Une oeuvre rude mais juste
Ce nouveau livre de Chalandon est d'après moi le plus rude qu'il a écrit. Les deux précédents traitant de l'Irlande avaient déjà mis la barre très haut, mais ici, nous atteignons un nouveau stade. En effet, cette fois l'auteur nous emmène dans un autre "univers": celui du Liban des années 1980. Plus loin de nous, avec une situation politico-sociale complexe, ce Liban nous semble pourtant terriblement proche.
À nouveau Chalandon nous fait douter d'où se trouve la fiction. On sait bien que tout n'est pas vrai, mais il est difficile de savoir ce qui est fiction et ce qui a été vécu par l'auteur. Ici, plus encore qu'avant, on peut s'identifier à Georges, le personnage principal dans son aventure.

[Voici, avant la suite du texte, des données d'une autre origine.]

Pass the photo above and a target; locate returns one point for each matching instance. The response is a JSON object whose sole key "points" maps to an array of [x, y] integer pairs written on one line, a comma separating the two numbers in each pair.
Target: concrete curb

Les autres personnages sont également très vivants, tous les personnages avec un nom sont importants jouent un rôle dans cette tragédie à leur manière. C'est là aussi la force du roman: utiliser une tragédie, Antigone, pour raconter une nouvelle tragédie.
Sans trop en dire de l'intrigue, elle est bien construite, peut-être un peu prévisible, mais suffisamment bien construite pour nous bouleverser. Le grand changement dans la vie de Georges, qui intervient tard dans le roman, va également tout changer pour nous. On s'imagine à sa place et c'est à la fois magnifique et affreux.
La qualité d'écriture est excellente, avec de belles images et des utilisations pertinentes d'autres oeuvres, comme le "Demain dès l'aube..." et bien sûr, Antigone.
On commence un roman sur le théâtre pour refermer une tragédie. L'auteur s'est clairement investi très à fond dans ce livre, on sent que ce Georges, c'était lui, c'est lui, ça aurait pu être lui. Une telle expérience est rare pour un lecteur, alors il faut en profiter. Chalandon avec ce livre s'impose pour moi comme un des plus grands auteurs contemporains, simplement.